E as palavras de André Couber ecoavam na minha cabeça com uma clareza c***l: “Eu não vou esperar por muito tempo.” –O tempo.
Sempre ele.
Apertei a mão da minha mãe com mais força.
— Mãe… amanhã eu vou resolver esse assunto.
Ela franziu levemente a testa.
— Que assunto, filha?
Respirei fundo antes de responder.
— Eu recebi uma proposta. E amanhã… se tudo der certo… eu vou conseguir o dinheiro para o seu tratamento. No melhor hospital. Com os melhores médicos.

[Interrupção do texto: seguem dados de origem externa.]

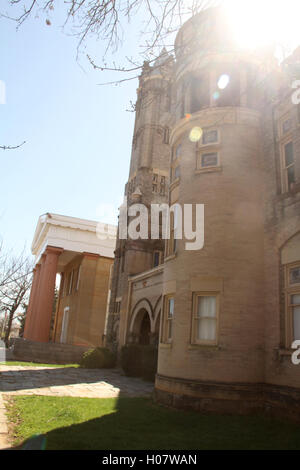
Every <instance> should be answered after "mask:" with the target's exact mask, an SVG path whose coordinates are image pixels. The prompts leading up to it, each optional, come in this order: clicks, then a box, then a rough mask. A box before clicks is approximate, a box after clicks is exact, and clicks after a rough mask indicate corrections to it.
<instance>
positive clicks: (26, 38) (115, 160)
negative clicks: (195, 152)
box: [0, 12, 137, 253]
mask: <svg viewBox="0 0 300 470" xmlns="http://www.w3.org/2000/svg"><path fill="white" fill-rule="evenodd" d="M62 22H63V16H62V15H61V17H60V15H59V14H57V12H56V15H55V21H52V25H51V26H47V25H46V24H45V21H43V19H34V18H31V19H29V20H28V21H27V22H25V23H24V24H23V26H22V27H21V28H20V29H19V31H18V32H16V26H15V24H14V23H13V22H10V21H8V20H3V19H2V20H0V57H1V65H0V80H2V81H4V82H5V85H6V104H1V105H0V123H1V124H0V144H1V145H15V144H18V143H21V142H23V141H24V140H26V144H25V145H24V146H22V147H21V148H20V149H18V150H6V151H1V150H0V159H1V167H0V168H1V185H0V236H1V237H2V239H3V242H4V244H5V246H6V247H7V248H13V249H14V250H15V251H16V252H19V251H21V250H22V249H23V247H24V245H26V248H27V252H28V253H29V252H30V245H31V241H32V237H33V233H34V229H35V226H36V223H37V219H38V217H39V215H41V214H43V213H45V212H56V213H60V214H65V215H70V216H75V217H82V218H87V219H93V220H98V219H99V216H100V217H101V216H102V218H103V217H104V218H105V219H106V220H104V221H106V222H110V223H113V222H114V221H115V214H113V215H112V216H109V214H108V213H107V212H108V211H107V210H106V213H105V214H103V211H102V210H101V204H102V205H103V204H104V205H107V204H111V205H112V206H114V207H115V208H117V207H118V205H119V204H120V202H121V200H122V195H123V191H124V184H125V182H126V179H127V176H128V169H129V161H130V151H131V139H132V132H133V125H134V114H133V113H130V112H127V111H126V109H128V108H129V107H130V105H129V102H130V100H132V101H135V98H136V88H137V80H134V81H132V82H128V83H126V84H125V85H123V86H118V87H115V86H104V87H103V86H99V85H98V84H99V83H101V82H102V81H103V80H104V81H106V80H110V79H113V78H115V77H116V75H112V74H111V75H106V76H104V75H103V74H101V72H99V71H94V70H93V69H92V67H91V66H90V65H89V64H88V63H87V61H85V60H84V59H81V60H80V65H79V64H78V62H77V61H76V46H77V39H76V38H74V37H71V36H67V35H65V34H63V32H62V31H61V29H60V25H61V24H62ZM127 47H128V50H129V51H130V50H131V44H130V42H129V41H127ZM88 50H89V52H90V53H91V55H92V56H93V57H97V54H99V57H101V55H102V53H103V44H102V43H101V42H97V41H96V39H95V38H91V39H90V40H89V41H88ZM132 53H136V50H135V46H132ZM114 59H115V60H116V61H118V55H116V56H115V57H114ZM82 67H83V68H84V70H83V69H82ZM99 206H100V210H99Z"/></svg>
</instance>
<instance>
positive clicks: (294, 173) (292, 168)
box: [288, 166, 295, 186]
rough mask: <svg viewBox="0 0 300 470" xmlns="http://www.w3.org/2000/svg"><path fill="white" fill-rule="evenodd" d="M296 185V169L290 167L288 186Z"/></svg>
mask: <svg viewBox="0 0 300 470" xmlns="http://www.w3.org/2000/svg"><path fill="white" fill-rule="evenodd" d="M292 183H295V168H294V166H290V167H289V168H288V184H289V186H290V184H292Z"/></svg>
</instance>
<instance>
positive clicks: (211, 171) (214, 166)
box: [195, 166, 222, 175]
mask: <svg viewBox="0 0 300 470" xmlns="http://www.w3.org/2000/svg"><path fill="white" fill-rule="evenodd" d="M213 171H222V167H221V166H211V167H207V168H198V169H196V170H195V173H196V175H198V174H200V173H211V172H213Z"/></svg>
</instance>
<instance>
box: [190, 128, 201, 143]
mask: <svg viewBox="0 0 300 470" xmlns="http://www.w3.org/2000/svg"><path fill="white" fill-rule="evenodd" d="M202 134H203V131H202V129H201V127H193V129H192V130H191V132H190V135H189V139H190V141H191V142H198V141H199V140H200V139H201V137H202Z"/></svg>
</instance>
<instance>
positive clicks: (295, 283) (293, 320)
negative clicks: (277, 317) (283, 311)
mask: <svg viewBox="0 0 300 470" xmlns="http://www.w3.org/2000/svg"><path fill="white" fill-rule="evenodd" d="M285 277H286V281H285V286H286V291H285V297H286V326H287V330H286V343H287V344H286V346H287V347H290V346H291V344H292V342H293V341H294V340H300V261H299V262H296V263H292V264H289V265H286V267H285Z"/></svg>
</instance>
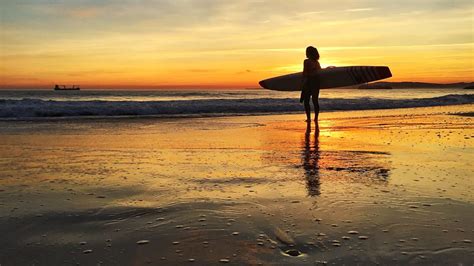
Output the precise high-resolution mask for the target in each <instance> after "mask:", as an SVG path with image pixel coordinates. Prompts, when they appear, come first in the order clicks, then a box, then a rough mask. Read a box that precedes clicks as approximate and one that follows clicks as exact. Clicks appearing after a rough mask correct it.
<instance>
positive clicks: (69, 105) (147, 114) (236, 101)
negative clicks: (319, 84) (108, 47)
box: [0, 88, 474, 119]
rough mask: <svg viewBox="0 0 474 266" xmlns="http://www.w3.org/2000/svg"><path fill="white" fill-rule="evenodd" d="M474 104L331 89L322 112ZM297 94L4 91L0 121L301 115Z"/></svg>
mask: <svg viewBox="0 0 474 266" xmlns="http://www.w3.org/2000/svg"><path fill="white" fill-rule="evenodd" d="M473 102H474V92H473V91H469V90H464V89H452V88H451V89H448V88H446V89H393V90H356V89H327V90H322V91H321V93H320V106H321V110H322V111H340V110H371V109H391V108H407V107H427V106H441V105H453V104H469V103H473ZM302 110H303V107H302V106H301V104H300V103H299V92H278V91H268V90H263V89H251V90H250V89H248V90H217V89H215V90H205V89H203V90H82V91H52V90H0V119H29V118H52V117H121V116H127V117H130V116H135V117H136V116H157V117H168V116H198V117H199V116H221V115H255V114H278V113H297V112H301V111H302Z"/></svg>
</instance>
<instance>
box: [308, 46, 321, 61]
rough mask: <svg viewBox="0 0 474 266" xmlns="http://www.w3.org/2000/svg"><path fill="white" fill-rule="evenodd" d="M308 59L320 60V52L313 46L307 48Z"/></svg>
mask: <svg viewBox="0 0 474 266" xmlns="http://www.w3.org/2000/svg"><path fill="white" fill-rule="evenodd" d="M306 57H307V58H309V59H313V60H319V52H318V49H316V48H315V47H313V46H308V47H306Z"/></svg>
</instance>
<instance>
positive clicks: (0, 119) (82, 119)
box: [0, 103, 474, 123]
mask: <svg viewBox="0 0 474 266" xmlns="http://www.w3.org/2000/svg"><path fill="white" fill-rule="evenodd" d="M456 106H458V107H460V108H464V107H469V106H474V104H472V103H467V104H466V103H459V104H448V105H435V106H415V107H396V108H380V109H354V110H350V109H349V110H321V111H320V114H322V113H353V112H371V111H382V112H383V111H391V110H393V111H401V112H403V111H407V112H411V111H415V112H417V110H424V109H426V108H428V109H430V108H442V107H456ZM301 108H303V106H302V105H301ZM465 113H466V114H467V113H469V111H466V112H465ZM298 114H302V115H304V109H301V110H300V111H292V112H276V111H275V112H261V113H220V114H217V113H202V114H184V115H183V114H176V115H116V116H113V115H110V116H97V115H94V116H86V115H83V116H49V117H21V118H16V117H12V118H2V117H0V123H1V122H15V121H17V122H48V121H51V122H53V121H87V120H90V121H94V120H114V121H118V120H124V121H126V120H141V119H144V120H147V119H156V120H158V121H159V120H168V119H199V118H220V117H245V116H249V117H252V116H278V115H298ZM312 115H314V111H313V110H312Z"/></svg>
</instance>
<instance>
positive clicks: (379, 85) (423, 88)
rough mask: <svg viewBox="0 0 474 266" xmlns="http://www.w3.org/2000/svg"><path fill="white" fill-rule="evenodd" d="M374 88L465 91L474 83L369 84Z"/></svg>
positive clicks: (379, 83)
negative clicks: (423, 89)
mask: <svg viewBox="0 0 474 266" xmlns="http://www.w3.org/2000/svg"><path fill="white" fill-rule="evenodd" d="M369 84H370V85H372V86H381V87H392V88H393V89H436V88H440V89H447V88H453V89H463V88H468V87H473V86H474V82H456V83H428V82H415V81H402V82H387V81H381V82H374V83H369Z"/></svg>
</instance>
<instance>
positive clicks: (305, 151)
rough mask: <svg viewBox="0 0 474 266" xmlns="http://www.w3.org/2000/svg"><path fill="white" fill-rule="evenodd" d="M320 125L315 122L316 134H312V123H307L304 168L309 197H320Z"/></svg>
mask: <svg viewBox="0 0 474 266" xmlns="http://www.w3.org/2000/svg"><path fill="white" fill-rule="evenodd" d="M319 157H320V156H319V125H318V122H315V131H314V134H311V123H307V125H306V132H305V134H304V145H303V168H304V170H305V177H306V188H307V189H308V195H309V196H311V197H312V196H318V195H319V194H320V193H321V192H320V180H319V163H318V162H319Z"/></svg>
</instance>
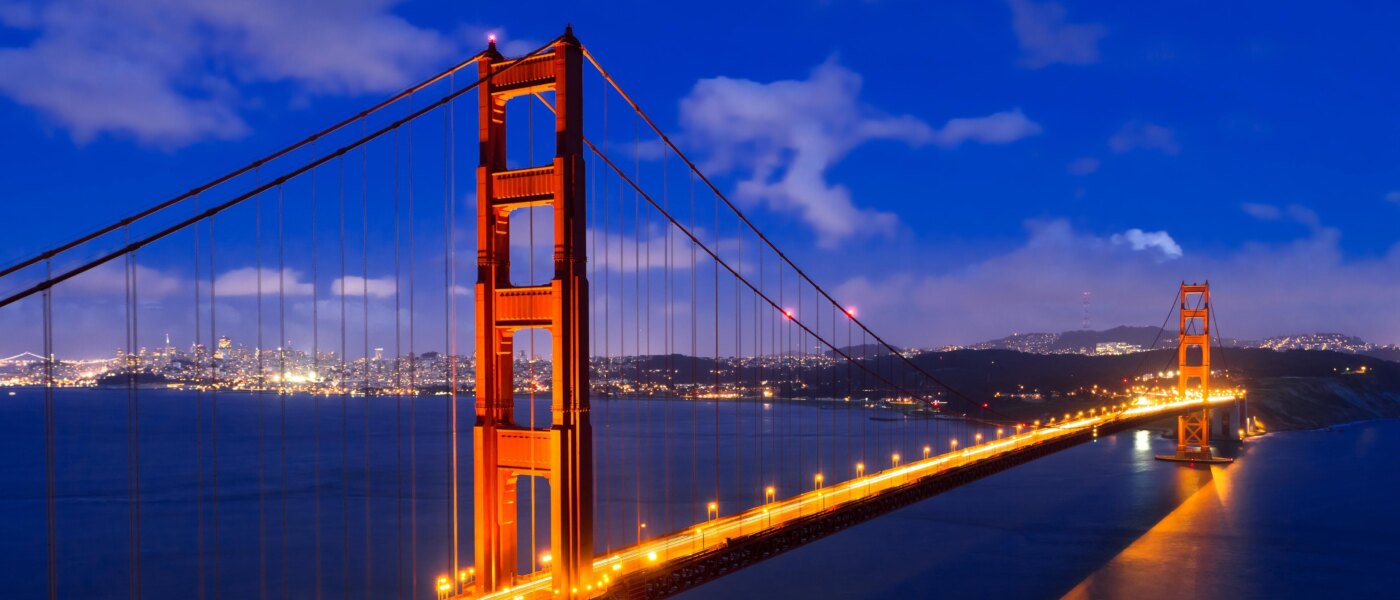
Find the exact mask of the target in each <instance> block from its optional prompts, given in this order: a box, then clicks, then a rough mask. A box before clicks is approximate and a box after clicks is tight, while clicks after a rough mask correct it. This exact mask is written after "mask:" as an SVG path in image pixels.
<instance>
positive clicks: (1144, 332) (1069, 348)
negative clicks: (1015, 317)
mask: <svg viewBox="0 0 1400 600" xmlns="http://www.w3.org/2000/svg"><path fill="white" fill-rule="evenodd" d="M1229 341H1233V340H1229ZM1107 343H1124V344H1133V345H1137V347H1141V348H1152V347H1154V344H1155V347H1158V348H1162V347H1170V345H1176V330H1175V329H1161V327H1151V326H1142V327H1140V326H1119V327H1113V329H1106V330H1100V331H1096V330H1074V331H1064V333H1018V334H1012V336H1007V337H1002V338H1000V340H991V341H983V343H980V344H973V345H970V347H969V348H972V350H1018V351H1023V352H1043V354H1049V352H1084V354H1092V352H1093V348H1095V347H1098V344H1107ZM1228 345H1233V344H1228Z"/></svg>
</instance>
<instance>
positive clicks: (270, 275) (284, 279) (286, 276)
mask: <svg viewBox="0 0 1400 600" xmlns="http://www.w3.org/2000/svg"><path fill="white" fill-rule="evenodd" d="M301 277H302V273H301V271H298V270H295V269H286V270H283V271H279V270H276V269H263V270H262V288H260V290H259V287H258V269H255V267H242V269H234V270H231V271H227V273H224V274H220V276H218V277H216V278H214V292H216V294H218V297H252V295H258V294H262V295H266V297H273V295H277V294H283V295H311V292H312V284H311V281H302V278H301Z"/></svg>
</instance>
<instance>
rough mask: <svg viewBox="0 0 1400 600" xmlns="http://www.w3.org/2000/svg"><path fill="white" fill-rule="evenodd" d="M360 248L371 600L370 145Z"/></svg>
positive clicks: (361, 164)
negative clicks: (370, 474)
mask: <svg viewBox="0 0 1400 600" xmlns="http://www.w3.org/2000/svg"><path fill="white" fill-rule="evenodd" d="M367 120H368V119H365V120H361V122H360V123H361V129H364V130H368V123H367ZM360 150H361V151H360V246H361V263H360V273H361V274H363V277H361V278H360V309H361V320H363V326H364V331H363V333H364V334H363V337H361V338H363V343H364V348H363V351H364V354H361V361H364V362H363V365H364V372H363V373H361V375H363V376H364V408H363V411H364V413H363V414H361V415H360V417H361V418H363V420H364V448H363V455H364V593H365V597H371V596H374V548H372V545H371V543H372V541H374V530H372V520H371V502H372V498H374V495H372V494H371V488H372V485H371V481H370V368H371V366H372V365H371V364H370V144H365V145H361V147H360Z"/></svg>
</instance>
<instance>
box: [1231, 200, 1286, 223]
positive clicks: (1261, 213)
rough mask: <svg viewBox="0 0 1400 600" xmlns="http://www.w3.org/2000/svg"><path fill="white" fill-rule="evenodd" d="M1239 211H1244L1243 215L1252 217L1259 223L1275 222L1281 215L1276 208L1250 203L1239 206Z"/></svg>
mask: <svg viewBox="0 0 1400 600" xmlns="http://www.w3.org/2000/svg"><path fill="white" fill-rule="evenodd" d="M1239 210H1242V211H1245V214H1247V215H1250V217H1254V218H1257V220H1260V221H1277V220H1278V217H1281V215H1282V213H1281V211H1280V210H1278V207H1277V206H1273V204H1260V203H1252V201H1247V203H1243V204H1240V206H1239Z"/></svg>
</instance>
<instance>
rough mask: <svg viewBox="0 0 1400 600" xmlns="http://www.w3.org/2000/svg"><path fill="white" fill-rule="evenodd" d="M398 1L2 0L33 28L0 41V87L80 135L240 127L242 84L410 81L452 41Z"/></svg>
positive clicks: (229, 137)
mask: <svg viewBox="0 0 1400 600" xmlns="http://www.w3.org/2000/svg"><path fill="white" fill-rule="evenodd" d="M395 3H396V1H393V0H363V1H354V3H342V4H336V6H335V7H328V6H325V4H323V3H319V1H314V0H144V1H120V0H94V1H80V0H63V1H49V3H36V1H29V3H18V4H10V6H7V8H6V11H4V13H3V14H0V20H3V21H4V22H6V24H8V25H10V27H14V28H20V29H22V31H27V32H29V34H32V35H34V41H32V42H29V43H28V45H24V46H13V48H3V49H0V94H4V95H8V97H10V98H13V99H14V101H15V102H18V103H21V105H25V106H31V108H34V109H36V110H39V112H42V113H43V115H46V116H48V117H49V119H52V120H53V122H55V123H57V124H59V126H62V127H63V129H66V130H67V131H69V133H70V134H71V136H73V138H74V140H77V141H78V143H84V141H88V140H91V138H94V137H97V136H98V134H104V133H116V134H123V136H130V137H134V138H136V140H140V141H143V143H148V144H157V145H167V147H174V145H182V144H188V143H192V141H196V140H202V138H209V137H213V138H230V137H238V136H242V134H245V133H246V130H248V126H246V123H245V122H244V119H242V116H241V115H239V112H238V109H239V106H241V105H242V103H245V102H246V101H245V99H244V98H239V97H238V94H237V92H235V91H234V90H235V88H237V84H249V83H293V84H297V85H298V87H300V88H302V90H305V91H311V92H318V94H361V92H382V91H389V90H396V88H399V87H403V85H406V84H407V83H409V81H410V77H412V76H414V74H419V73H421V71H423V70H424V69H426V66H428V64H435V63H440V62H441V60H442V59H444V57H445V56H448V55H451V53H452V52H454V50H455V48H454V45H452V43H451V42H449V41H448V39H445V38H444V36H442V35H440V34H437V32H435V31H431V29H424V28H419V27H414V25H412V24H409V22H407V21H405V20H402V18H399V17H396V15H393V14H392V7H393V4H395Z"/></svg>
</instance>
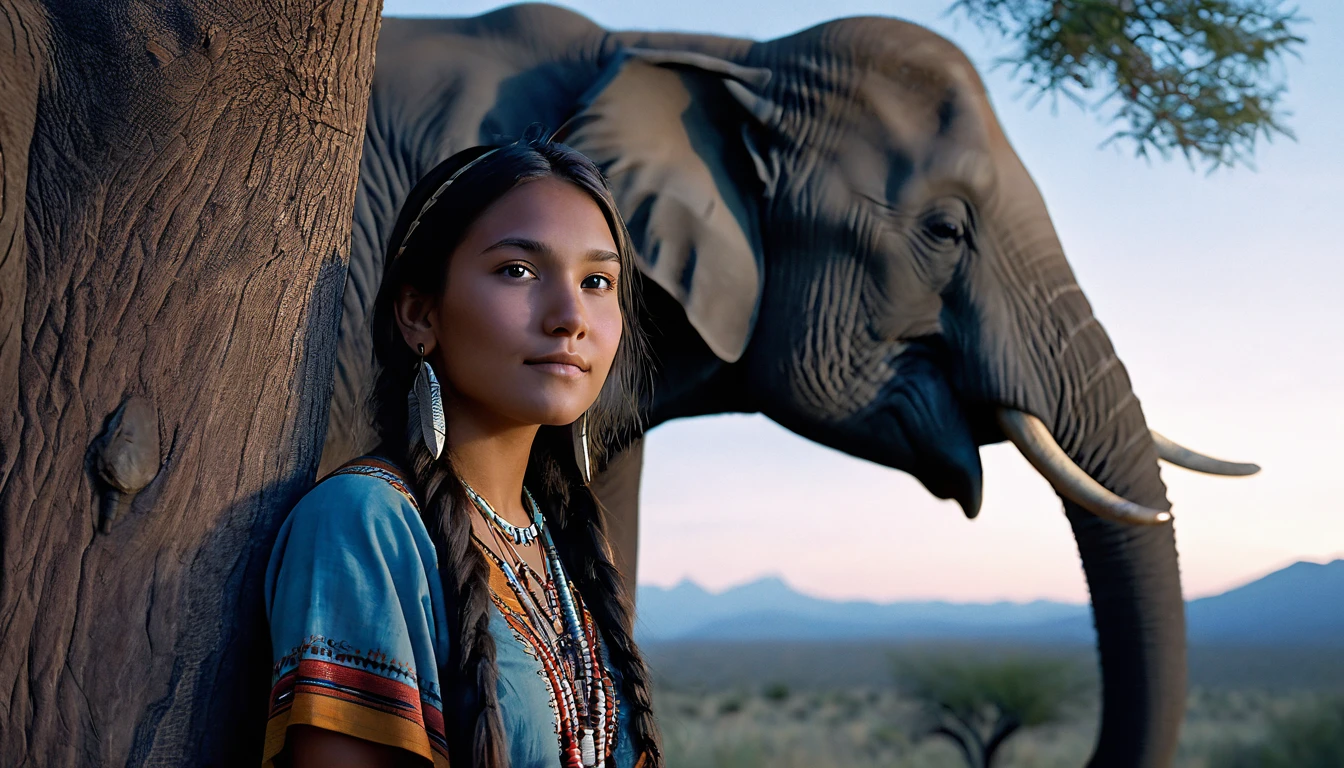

Os olhos dela se arregalaram, não de esperança — mas de preocupação.
— Proposta? — a voz dela saiu mais tensa do que fraca dessa vez. — Que proposta é essa?
Eu desviei o olhar por um segundo. Não podia contar os detalhes. Não agora.
— Uma oportunidade de trabalho — menti, com suavidade. — Algo que pode resolver tudo de uma vez.
Ela segurou meu rosto entre as mãos, mesmo com a pouca força que tinha.
— Filha… não faça nada que possa te prejudicar. Eu prefiro morrer a ver você sofrendo.
Aquelas palavras me atingiram como um golpe.
— Não fala isso! — sussurrei, com a voz embargada. — Eu não vou fazer nada errado. Vai correr tudo bem, eu prometo.
Ela me estudava como se tentasse enxergar além do que eu dizia.
— Dinheiro fácil sempre cobra um preço alto — murmurou.
Meu coração acelerou. Se ela soubesse.
Se soubesse que o “preço” envolvia um acordo com um homem poderoso… um casamento por interesse… uma vida que não seria realmente minha…
Talvez nunca me perdoasse.
Mas o que era pior?
Viver com um acordo pesado na consciência…
Ou viver com o vazio da ausência dela?
Aproximei minha testa ,da dela.
— Confia em mim, mãe. Só isso. Confia.
Ela fechou os olhos por um instante, como se estivesse rezando em silêncio.
— Eu confio em você… eu só tenho medo do mundo, minha filha.
Eu sorri, mesmo com o peito apertado.
— Então deixa que eu enfrento ele.
Fiquei ali mais alguns minutos, ouvindo a respiração dela se estabilizar aos poucos. Quando saí do quarto, o peso da decisão parecia ainda maior.
Mas a escolha já estava feita.
Amanhã, eu daria minha resposta a André Couber.
E não importava o que isso custasse.
Minha mãe não ficaria esperando a morte chegar.
Não enquanto eu ainda pudesse lutar por ela.